Performing power analysis and sample size estimation is an important aspect of experimental design. Without these calculations, the sample size may be too high or too low. If the sample size is too low, the experiment will lack the precision to provide reliable answers to the questions it is investigating. In this case, it would be wise to alter or abandon the experiment. If the sample size is too large, time and resources will be wasted, often for minimal gain.

HOW

For each test, we will gather the following four data points before any code or resources are used. 

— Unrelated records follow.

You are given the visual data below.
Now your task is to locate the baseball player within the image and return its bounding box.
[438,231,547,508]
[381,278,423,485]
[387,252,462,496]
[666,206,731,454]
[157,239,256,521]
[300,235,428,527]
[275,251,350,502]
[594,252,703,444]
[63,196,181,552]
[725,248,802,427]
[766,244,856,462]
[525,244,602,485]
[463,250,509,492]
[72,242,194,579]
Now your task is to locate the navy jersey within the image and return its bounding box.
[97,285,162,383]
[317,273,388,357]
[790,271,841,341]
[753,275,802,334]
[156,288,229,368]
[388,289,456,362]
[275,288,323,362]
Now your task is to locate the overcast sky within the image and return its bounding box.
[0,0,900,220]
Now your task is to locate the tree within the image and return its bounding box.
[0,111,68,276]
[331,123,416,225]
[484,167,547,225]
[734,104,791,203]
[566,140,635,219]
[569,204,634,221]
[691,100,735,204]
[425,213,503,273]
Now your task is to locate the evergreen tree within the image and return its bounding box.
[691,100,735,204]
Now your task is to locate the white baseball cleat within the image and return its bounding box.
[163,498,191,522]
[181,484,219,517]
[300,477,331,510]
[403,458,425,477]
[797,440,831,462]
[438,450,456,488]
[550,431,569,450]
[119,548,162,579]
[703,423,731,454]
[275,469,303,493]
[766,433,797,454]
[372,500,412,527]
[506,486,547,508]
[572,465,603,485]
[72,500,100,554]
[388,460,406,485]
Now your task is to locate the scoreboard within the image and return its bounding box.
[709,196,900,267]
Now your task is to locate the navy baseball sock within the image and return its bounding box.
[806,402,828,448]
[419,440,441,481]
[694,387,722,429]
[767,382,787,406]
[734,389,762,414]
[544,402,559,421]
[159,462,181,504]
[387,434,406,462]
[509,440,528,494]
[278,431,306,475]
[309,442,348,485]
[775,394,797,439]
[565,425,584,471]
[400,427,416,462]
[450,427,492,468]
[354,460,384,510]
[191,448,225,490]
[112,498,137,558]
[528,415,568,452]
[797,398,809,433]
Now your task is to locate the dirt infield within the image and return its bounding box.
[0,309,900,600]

  1. What is the primary performance indicator (KPI)?
    • By how much do we believe our hypothesis will effect that KPI (effect size)?
      • Our standard can be 1%, 2% ,3%
  2. What is the acceptable minimum confidence level – 90%, 95%, 99% (significance level)?
  3. What is the acceptable minimum power level- 70%, 80%, 90%?
    • Often considered to be between .80 and. 90. 
    • Think of “Power” as the strength of the experiment. Statistical power is the probability that the test will detect an effect that actually exists.
  4. What is the current traffic size on the page being tested? 

WHY

With these data points, (effect size, sample size, significance level, power) we can enter three of the four quantities and the fourth is calculated. The basic idea of calculating power or sample size is to leave out the argument that you want to calculate. If you want to calculate power, then leave the power argument out of the equation. If you want to calculate sample size, leave ‘n’ out of the equation. Whatever parameter you want to calculate is determined from the others.

WHAT 

EXAMPLE Power Analysis for – Checkout – Guest Checkout

Hypothesis/Success Criteria: If we clearly call out the guest checkout option then we will increase conversion by at least 2%.

What is the optimal sample size for the given hypothesis? 

  • Sample Size (n)  = Unknown?
  • Effect Size (d) = 2%
  • Power = 80%
  • Sig Level (alpha/confidence level)  = 0.05 or 95%

Sample Size = 19,625

This tells us that we need ~20k sessions to reach 95% confidence to see a 2% increase in conversion at an 80% probability that the detected lift actually exists. If we do not reach a 2% increase in conversion at 95% conf. in the optimal sample size then we failed to reject the null hypothesis.

If we met the 2% increase in conversion rate at 95% confidence in ~20k then we would have rejected the null hypothesis. 

Power Analysis for – Checkout – Guest Checkout – Current Results

What is the Power of our current test results?

  • Sample Size (n)  = 30,946
  • Effect Size (d) = 1.8%
  • Power = Unknown?
  • Sig Level (alpha/confidence level)  = 0.12 or 88%

Power = ~90%

This tells us that there is a 90% probability our test we will be able to detect a change.

However, there is only an 88% confidence level in that change. 

What do we do? 

  • We could accept 88% as “good enough”. 
  • We could re-run our power analysis with a smaller effect size. This will increase the sample size needed. Continue running the test.